I forgot to tell you guys about the Friday duck. It hit the bin. I took it out of the fridge, congealed fat-pustules and all, and impaled it on a roasting rack (well actually a steamer basket but close enough), spiced it up and begain roasting. The smell was foul. Not fowl, FOUL. There was something desperately wrong with that duck. So I pulled it out after about an hour, I just couldn't take it anymore, and didn't bother with the glazing stage - just sent it right to the bin. The glazing may have covered up the smell, but geez who wants to eat something that needs to have it's smell covered up?? Ick. Made an emergency bison meatloaf instead. Joel asked where the roasted duck was, he'd been looking forawrd to a fancy dinner lol...we enjoyed the meatloaf though, that at least turned out great.
I am going shopping this Saturday with my sisters and my mom, to Tulalip in WA which means road trip....clearly I am a glutton for punishment. But, Joel is working anyway, and my mom was really happy I could join their "girls' day out". I have to work very hard on a. not spending too much money and b. not eating too much bad food.
I managed 1850 cals yesterday.
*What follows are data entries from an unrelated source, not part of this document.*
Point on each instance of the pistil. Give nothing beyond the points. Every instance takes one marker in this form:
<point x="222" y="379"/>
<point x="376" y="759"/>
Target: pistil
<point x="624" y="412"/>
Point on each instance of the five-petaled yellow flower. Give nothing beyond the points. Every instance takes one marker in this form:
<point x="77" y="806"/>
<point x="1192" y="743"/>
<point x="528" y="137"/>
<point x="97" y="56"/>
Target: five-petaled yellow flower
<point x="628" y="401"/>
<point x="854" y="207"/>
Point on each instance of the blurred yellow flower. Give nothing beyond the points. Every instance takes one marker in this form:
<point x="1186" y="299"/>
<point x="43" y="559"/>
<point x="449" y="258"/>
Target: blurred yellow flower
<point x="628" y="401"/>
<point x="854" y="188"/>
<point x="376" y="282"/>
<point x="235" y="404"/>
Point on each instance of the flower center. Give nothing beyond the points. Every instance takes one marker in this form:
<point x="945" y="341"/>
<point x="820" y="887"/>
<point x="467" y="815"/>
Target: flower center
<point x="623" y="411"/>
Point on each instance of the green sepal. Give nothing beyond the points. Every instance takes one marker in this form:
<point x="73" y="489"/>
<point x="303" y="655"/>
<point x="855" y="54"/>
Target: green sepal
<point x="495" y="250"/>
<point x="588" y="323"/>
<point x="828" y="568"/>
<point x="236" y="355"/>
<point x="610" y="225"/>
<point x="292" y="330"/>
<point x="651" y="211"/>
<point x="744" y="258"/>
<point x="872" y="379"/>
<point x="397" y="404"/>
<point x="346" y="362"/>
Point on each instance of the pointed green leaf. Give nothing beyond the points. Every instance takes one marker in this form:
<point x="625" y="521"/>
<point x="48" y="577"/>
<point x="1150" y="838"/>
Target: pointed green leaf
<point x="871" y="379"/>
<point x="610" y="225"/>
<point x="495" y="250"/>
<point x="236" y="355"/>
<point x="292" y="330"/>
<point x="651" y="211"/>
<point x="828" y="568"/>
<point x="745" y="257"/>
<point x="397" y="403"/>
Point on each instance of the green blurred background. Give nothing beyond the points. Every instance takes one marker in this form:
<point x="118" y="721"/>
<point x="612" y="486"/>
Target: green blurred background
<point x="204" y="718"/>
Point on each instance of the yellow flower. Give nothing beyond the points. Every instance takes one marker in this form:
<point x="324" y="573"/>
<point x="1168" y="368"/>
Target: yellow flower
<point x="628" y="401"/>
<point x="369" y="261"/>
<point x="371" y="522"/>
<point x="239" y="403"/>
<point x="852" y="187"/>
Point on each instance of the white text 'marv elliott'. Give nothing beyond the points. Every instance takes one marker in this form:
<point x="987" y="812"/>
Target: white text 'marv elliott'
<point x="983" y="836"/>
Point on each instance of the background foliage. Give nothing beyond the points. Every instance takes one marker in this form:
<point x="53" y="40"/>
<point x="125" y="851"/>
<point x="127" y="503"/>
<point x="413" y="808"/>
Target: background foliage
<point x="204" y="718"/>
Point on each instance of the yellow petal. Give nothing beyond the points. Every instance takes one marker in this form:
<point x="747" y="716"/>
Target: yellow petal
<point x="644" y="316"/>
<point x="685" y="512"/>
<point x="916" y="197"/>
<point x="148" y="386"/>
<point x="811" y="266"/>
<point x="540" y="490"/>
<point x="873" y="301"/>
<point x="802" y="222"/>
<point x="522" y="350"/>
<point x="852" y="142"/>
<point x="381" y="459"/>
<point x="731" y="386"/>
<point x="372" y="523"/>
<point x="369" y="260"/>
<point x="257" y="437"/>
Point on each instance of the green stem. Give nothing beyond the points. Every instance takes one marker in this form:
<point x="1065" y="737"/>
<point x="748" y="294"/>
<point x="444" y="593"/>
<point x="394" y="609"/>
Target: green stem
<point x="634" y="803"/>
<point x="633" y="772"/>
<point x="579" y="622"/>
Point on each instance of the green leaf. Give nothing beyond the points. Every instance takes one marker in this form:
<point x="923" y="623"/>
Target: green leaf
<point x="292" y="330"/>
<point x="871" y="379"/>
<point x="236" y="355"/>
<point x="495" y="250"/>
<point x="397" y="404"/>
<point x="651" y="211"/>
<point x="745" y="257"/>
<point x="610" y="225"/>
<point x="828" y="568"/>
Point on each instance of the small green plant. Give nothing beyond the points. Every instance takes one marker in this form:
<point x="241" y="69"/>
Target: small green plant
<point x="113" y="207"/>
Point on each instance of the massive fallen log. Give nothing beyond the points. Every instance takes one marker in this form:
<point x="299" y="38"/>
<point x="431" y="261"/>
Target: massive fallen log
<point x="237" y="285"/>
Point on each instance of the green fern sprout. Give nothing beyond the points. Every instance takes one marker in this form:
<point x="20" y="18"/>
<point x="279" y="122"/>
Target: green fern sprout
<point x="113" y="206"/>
Small victory. I intend to do te same today, despite the Starbucks trip with a co-worker (the one I dreamed about and had the weird incident with at the grocery store, but I forgot all about it until now). I only drank half my skinny latte and ate half my low-fat fruit swirl, which is a crock by the way, despite being "low-fat" it is far from low in cals. I had to skip my banana to partially compensate. I think I can still manage 1850 or less. One day at a time.